利用 NVIDIA NeMo Curator 整理用于 LLM 參數高效微調的自定義數據集

在最近的一篇博文中，我們討論了如何使用 NVIDIA NeMo Curator 整理自定義數據集，用于大型語言模型（LLMs）和小型語言模型（SLMs）的預訓練或連續訓練用例。

雖然此類訓練場景是 LLM 開發的重要組成部分，但許多下游應用都涉及在特定領域的數據集上微調現有基礎模型。這可以使用監督式微調 (SFT) 或參數高效微調 (PEFT) 方法 (如 LoRA 和 p-tuning) 來實現。

在這些工作流程中，您通常需要快速迭代并嘗試各種想法和超參數設置，以及如何處理訓練數據并將其公開給模型。您必須處理和整理數據集的多個變體，以確保對特定領域數據的細微差別進行有效學習。

由于在這種工作流程中可用的數據量有限，因此使用靈活的處理流程對高質量數據進行細化至關重要。

本文將指導您使用 NeMo Curator 創建自定義數據管護工作流，并著重介紹 SFT 和 PEFT 用例。有關 NeMo Curator 提供的基本構建塊的更多信息，請參閱使用 NVIDIA NeMo Curator 為 LLM 訓練管理自定義數據集。

概述

出于演示目的，本文重點介紹一個涉及電子郵件分類的玩具示例。目標是整理一個基于文本的小型數據集，其中每個記錄都包含電子郵件（主題和正文）以及該電子郵件的預定義分類標簽。
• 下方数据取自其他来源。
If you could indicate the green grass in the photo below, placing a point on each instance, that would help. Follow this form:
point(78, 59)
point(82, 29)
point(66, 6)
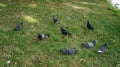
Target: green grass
point(24, 49)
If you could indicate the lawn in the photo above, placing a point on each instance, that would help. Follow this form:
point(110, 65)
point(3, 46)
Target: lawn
point(23, 49)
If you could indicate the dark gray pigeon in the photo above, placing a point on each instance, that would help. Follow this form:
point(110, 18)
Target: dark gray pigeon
point(43, 36)
point(89, 26)
point(55, 20)
point(102, 49)
point(19, 26)
point(68, 51)
point(64, 32)
point(89, 44)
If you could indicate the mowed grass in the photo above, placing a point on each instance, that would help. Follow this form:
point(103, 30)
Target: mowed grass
point(24, 49)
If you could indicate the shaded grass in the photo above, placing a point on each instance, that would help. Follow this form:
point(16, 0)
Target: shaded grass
point(23, 48)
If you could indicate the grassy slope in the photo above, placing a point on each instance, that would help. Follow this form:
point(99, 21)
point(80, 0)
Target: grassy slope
point(23, 48)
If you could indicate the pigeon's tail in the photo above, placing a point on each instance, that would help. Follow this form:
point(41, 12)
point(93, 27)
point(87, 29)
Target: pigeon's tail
point(47, 35)
point(69, 34)
point(83, 44)
point(100, 51)
point(105, 44)
point(21, 23)
point(15, 29)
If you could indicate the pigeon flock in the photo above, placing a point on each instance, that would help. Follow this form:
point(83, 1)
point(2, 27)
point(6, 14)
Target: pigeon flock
point(65, 32)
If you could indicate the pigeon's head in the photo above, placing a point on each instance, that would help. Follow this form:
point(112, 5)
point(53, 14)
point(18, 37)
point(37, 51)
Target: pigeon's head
point(53, 16)
point(94, 42)
point(88, 22)
point(82, 44)
point(61, 27)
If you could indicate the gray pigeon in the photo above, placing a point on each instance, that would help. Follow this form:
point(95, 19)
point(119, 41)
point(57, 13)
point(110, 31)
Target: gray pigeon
point(68, 51)
point(89, 26)
point(19, 26)
point(89, 44)
point(64, 32)
point(55, 20)
point(43, 36)
point(102, 49)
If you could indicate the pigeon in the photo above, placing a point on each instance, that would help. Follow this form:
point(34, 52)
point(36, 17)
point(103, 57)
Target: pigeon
point(89, 26)
point(55, 20)
point(68, 51)
point(64, 32)
point(89, 44)
point(19, 26)
point(43, 36)
point(102, 49)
為此，我們使用了 Enron 電子郵件數據集，將每封電子郵件標記為八個類別之一。此數據集可在 Hugging Face 上公開獲取，并包含約 1400 條記錄。

數據管護流程涉及以下高級步驟：

定義下載器、迭代器和提取器類，將數據集轉換為 JSONL 格式。
使用現有工具統一 Unicode 表示。
定義自定義數據集過濾器，以刪除空白或過長的電子郵件。
編輯數據集中的所有個人識別信息 (PII)。
為每條記錄添加指令提示。
整合整個管線。

在消費級硬件上執行此策展制作流程需要不到 5 分鐘的時間。要訪問本教程的完整代碼，請參閱 NVIDIA/NeMo-Curator GitHub 資源庫。

預備知識

開始之前，您必須安裝 NeMo Curator 框架。按照 NeMo Curator GitHub README 文件中的說明安裝該框架。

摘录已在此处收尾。